Sargento tenta justificar dinheiro em sua conta; Eliziane vê 'transações incompatíveis'

Da Agência Senado | 24/08/2023, 12h43 - ATUALIZADO EM 24/08/2023, 19h10

O depoimento do sargento do Exército Luis Marcos dos Reis, que integrava a equipe de ajudantes de ordens de Jair Bolsonaro, dividiu governistas e oposição na CPMI do 8 de Janeiro, nesta quinta-feira (24). Enquanto parlamentares da base do governo apontaram contradições no depoimento do sargento e avaliaram dados de relatórios de inteligência financeira (RIFs) como indicativo de que há um “emaranhado de transações atípicas” no entorno do ex-presidente da República, a oposição alegou que a temática não tem qualquer relação com os atos do 8 de Janeiro. Para eles, o depoimento do ex-ajudante de ordens foi usado pela base como “cortina de fumaça” para não se avançar nas investigações que identifiquem eventuais omissões do Executivo federal.

Luis Marcos dos Reis disse aos parlamentares que as movimentações financeiras dele identificadas em relatórios de inteligência em posse da CPMI decorrem de uma espécie de consórcio entre militares, gerenciado por ele. O sargento afirmou ainda que outras transações tiveram origem na venda de um carro que teria feito ao tenente-coronel e ex-ajudante de ordens Mauro Cid. Outro montante seria referente a benefícios como férias, licenças e pecúnia no âmbito do Exército.

A relatora da CPMI, Eliziane Gama (PSD-MA), citou dados dos relatórios indicando que, de fevereiro de 2022 a janeiro de 2023, teriam sido movimentados na conta de Luis Marcos dos Reis cerca de R$ 3 milhões — o que, na visão dela, seria incompatível com a remuneração mensal do sargento, de cerca de R$ 10 mil a R$ 13 mil.

Para a senadora, é importante avançar nas investigações dessas movimentações para buscar identificar possíveis relações com eventuais financiadores dos atos golpistas. Ela também levantou dados sobre repasses feitos pela empresa Cedro do Líbano Comércio de Madeira e Materiais para Construção na conta do sargento. A empresa, conforme investigações da Polícia Federal (PF), tem como sócio Vanderlei Cardoso de Barros.
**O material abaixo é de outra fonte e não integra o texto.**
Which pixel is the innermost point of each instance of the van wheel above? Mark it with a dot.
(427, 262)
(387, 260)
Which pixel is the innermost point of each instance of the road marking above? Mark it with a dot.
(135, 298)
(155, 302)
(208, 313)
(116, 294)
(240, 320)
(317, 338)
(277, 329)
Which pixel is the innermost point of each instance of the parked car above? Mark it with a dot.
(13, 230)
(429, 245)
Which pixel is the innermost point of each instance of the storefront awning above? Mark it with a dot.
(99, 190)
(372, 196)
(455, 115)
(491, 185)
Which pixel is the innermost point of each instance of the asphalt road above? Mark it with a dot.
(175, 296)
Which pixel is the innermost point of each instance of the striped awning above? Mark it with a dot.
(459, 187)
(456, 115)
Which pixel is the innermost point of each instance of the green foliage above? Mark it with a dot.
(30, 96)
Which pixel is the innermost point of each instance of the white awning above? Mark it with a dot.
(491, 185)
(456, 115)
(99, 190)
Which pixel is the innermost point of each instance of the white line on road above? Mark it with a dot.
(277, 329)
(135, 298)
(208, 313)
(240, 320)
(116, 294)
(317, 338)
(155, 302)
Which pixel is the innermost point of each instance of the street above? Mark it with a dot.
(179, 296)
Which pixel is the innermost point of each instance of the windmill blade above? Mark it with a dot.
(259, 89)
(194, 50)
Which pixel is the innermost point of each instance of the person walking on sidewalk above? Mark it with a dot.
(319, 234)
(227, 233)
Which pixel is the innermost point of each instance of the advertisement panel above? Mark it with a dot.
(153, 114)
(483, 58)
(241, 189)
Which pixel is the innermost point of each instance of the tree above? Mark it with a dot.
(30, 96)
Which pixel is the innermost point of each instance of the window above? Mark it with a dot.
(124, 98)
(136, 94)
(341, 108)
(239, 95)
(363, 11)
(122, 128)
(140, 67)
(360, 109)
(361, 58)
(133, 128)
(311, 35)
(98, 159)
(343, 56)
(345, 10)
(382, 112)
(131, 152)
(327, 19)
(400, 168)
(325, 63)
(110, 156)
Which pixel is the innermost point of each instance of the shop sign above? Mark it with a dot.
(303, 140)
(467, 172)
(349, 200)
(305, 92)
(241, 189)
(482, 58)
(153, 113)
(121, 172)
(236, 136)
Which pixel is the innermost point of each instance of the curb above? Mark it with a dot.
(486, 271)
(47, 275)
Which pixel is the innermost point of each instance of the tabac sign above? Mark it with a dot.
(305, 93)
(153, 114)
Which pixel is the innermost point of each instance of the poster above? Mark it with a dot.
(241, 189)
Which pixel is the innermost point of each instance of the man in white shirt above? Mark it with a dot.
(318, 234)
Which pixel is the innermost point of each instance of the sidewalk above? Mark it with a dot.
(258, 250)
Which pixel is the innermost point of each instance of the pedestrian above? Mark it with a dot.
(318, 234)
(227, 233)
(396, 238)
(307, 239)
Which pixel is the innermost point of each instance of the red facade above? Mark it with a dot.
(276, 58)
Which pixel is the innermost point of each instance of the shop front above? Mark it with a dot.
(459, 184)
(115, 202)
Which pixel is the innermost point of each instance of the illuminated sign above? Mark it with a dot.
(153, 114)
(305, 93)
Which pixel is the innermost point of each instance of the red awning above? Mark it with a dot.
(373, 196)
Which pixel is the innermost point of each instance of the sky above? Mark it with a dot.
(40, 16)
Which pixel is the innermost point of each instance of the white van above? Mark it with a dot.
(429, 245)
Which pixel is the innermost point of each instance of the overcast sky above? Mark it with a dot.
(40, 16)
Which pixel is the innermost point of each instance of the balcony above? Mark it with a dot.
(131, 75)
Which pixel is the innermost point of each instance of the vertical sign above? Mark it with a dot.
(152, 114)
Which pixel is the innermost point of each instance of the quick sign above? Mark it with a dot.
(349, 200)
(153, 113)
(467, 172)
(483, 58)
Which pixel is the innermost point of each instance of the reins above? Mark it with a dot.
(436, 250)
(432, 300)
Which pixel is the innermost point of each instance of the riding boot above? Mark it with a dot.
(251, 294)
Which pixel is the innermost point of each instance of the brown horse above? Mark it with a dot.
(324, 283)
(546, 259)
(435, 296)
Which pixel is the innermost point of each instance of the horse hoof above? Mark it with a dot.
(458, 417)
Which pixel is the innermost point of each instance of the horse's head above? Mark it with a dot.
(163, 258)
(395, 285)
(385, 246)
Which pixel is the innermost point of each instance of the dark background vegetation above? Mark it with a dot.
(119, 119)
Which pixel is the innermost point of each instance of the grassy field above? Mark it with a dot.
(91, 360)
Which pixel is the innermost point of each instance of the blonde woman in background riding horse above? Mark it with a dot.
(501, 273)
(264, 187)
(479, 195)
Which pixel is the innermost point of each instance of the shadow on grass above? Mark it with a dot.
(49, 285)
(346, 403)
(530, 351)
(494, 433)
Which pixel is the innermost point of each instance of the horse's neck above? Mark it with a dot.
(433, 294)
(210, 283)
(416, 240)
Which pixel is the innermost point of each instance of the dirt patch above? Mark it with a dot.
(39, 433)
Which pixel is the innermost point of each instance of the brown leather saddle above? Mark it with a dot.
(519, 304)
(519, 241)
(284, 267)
Segundo a relatora, a empresa também tinha contratos com o governo federal, entre eles, com a Companhia de Desenvolvimento dos Vales do São Francisco e Parnaíba (Codevasf). Eliziane relatou que a suspeita, de acordo com o inquérito, é de que a empresa tenha sido usada para fazer operações junto à equipe de ajudância de ordem do ex-presidente para realizar pagamentos da ex-primeira-dama, Michelle Bolsonaro. 

— A Cedro do Líbano é uma empresa investigada que [...] fez uma movimentação de mais de R$ 32 milhões de 2020 a 2023. Segundo o Coaf, e por isso a atipicidade desses RIFs que chegaram à CPMI, ela é incompatível com o porte e a estrutura da empresa. O capital dessa empresa é de R$ 15 mil. Olha a movimentação milionária dela. E essa mesma empresa transfere entre o titular da empresa e a própria empresa o equivalente a R$ 74.280 para o senhor dos Reis —  apontou Eliziane.

O depoente foi questionado inúmeras vezes sobre essa relação. Em todas as respostas, disse que não tinha conhecimento de que a empresa pertencia a Vanderlei Cardoso de Barros, mas se negou a dar mais detalhes, usando a justificativa de que o processo faz parte de inquérito na Polícia Federal.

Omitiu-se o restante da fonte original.